Hosted by the Victorian Trades Hall and WorkSafe, it was the largest conference of its kind ever held in Australia, organisers said.
The conference size reflected the strength of feeling behind the current union campaign to ensure the Rudd government's plans to make national Occupational Health and Safety (OHS) laws do not water-down protections for workers.
Fiona Murie, representing the Building and Wood Workers International, based in Geneva, gave the keynote address to the conference. She said the world was watching the development of Australia's national model OHS laws. The laws must be "harmonised up, rather than harmonised down to the lowest common denominator", she said.
Appalling workplace safety statistics underscore the importance of the union campaign.

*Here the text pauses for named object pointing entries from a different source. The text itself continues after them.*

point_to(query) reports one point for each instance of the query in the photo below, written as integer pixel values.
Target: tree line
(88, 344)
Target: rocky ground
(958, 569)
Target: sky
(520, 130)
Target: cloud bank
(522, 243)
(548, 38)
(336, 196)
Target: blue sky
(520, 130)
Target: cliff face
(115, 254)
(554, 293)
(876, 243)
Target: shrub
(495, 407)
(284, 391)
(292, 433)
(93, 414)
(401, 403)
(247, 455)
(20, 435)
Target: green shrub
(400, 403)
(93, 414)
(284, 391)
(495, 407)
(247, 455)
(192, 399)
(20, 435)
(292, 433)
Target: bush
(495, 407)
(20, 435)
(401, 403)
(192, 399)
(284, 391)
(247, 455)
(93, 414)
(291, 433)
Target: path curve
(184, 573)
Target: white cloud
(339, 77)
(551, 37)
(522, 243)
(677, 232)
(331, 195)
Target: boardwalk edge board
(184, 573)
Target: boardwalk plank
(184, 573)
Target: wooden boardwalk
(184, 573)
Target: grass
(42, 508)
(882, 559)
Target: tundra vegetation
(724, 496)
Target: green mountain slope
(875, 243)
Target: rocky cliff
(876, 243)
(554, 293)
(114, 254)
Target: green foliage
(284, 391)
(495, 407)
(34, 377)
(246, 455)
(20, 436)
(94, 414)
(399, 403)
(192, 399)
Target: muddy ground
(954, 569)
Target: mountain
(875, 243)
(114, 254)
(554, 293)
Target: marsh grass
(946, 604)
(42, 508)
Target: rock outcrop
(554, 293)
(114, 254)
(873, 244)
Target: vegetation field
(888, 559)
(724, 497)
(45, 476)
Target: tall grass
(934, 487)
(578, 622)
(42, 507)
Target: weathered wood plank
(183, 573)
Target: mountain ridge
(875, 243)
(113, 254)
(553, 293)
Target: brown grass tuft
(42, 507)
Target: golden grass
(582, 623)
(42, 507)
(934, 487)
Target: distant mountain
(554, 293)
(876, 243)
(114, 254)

October 16 marked the 39th anniversary of the tragic West Gate Bridge collapse, which killed 35 workers and injured many others. In 2009, the same day marked the death of a Melbourne construction worker at the former Pentridge Prison site — the fourth Victorian work-related death in nine days.
A report commissioned by the National Occupational Health & Safety Commission estimated there are more than 8000 work-related fatalities every year. The Australian Bureau of Statistics said nearly 690,000 workplace injuries or illnesses occur each year.
A rally was held during the conference lunch hour. Speakers included Karen Batt (secretary, Community and Public Sector Union, SPSF Victoria branch); Steve Dargavel (state secretary, Australian Manufacturing Workers Union); and Martin Kingham (assistant national secretary of the Construction Forestry Mining Energy Union, Construction and General division).
The final conference session passed a resolution in opposition to the mining and use of asbestos globally and a second resolution, moved by Robbie Rudd from the Australian Workers Union, demanded the state government support the union OHS campaign.
Kingham called for an ongoing campaign. He finished the conference with the words: "We had to fight to get these OHS laws and we'll have to fight to keep them."
Several hundred unionists and community members also rallied in Sydney's Martin Place on October 28 to mark Safe Work Week 2009. The rally called on the federal government to radically improve its proposed new national workplace health and safety laws.
The rally was held under the slogan: "Don't risk second rate safety." It was sponsored by Unions NSW, as part of a nation wide campaign organised by the Australian Council of Trade Unions.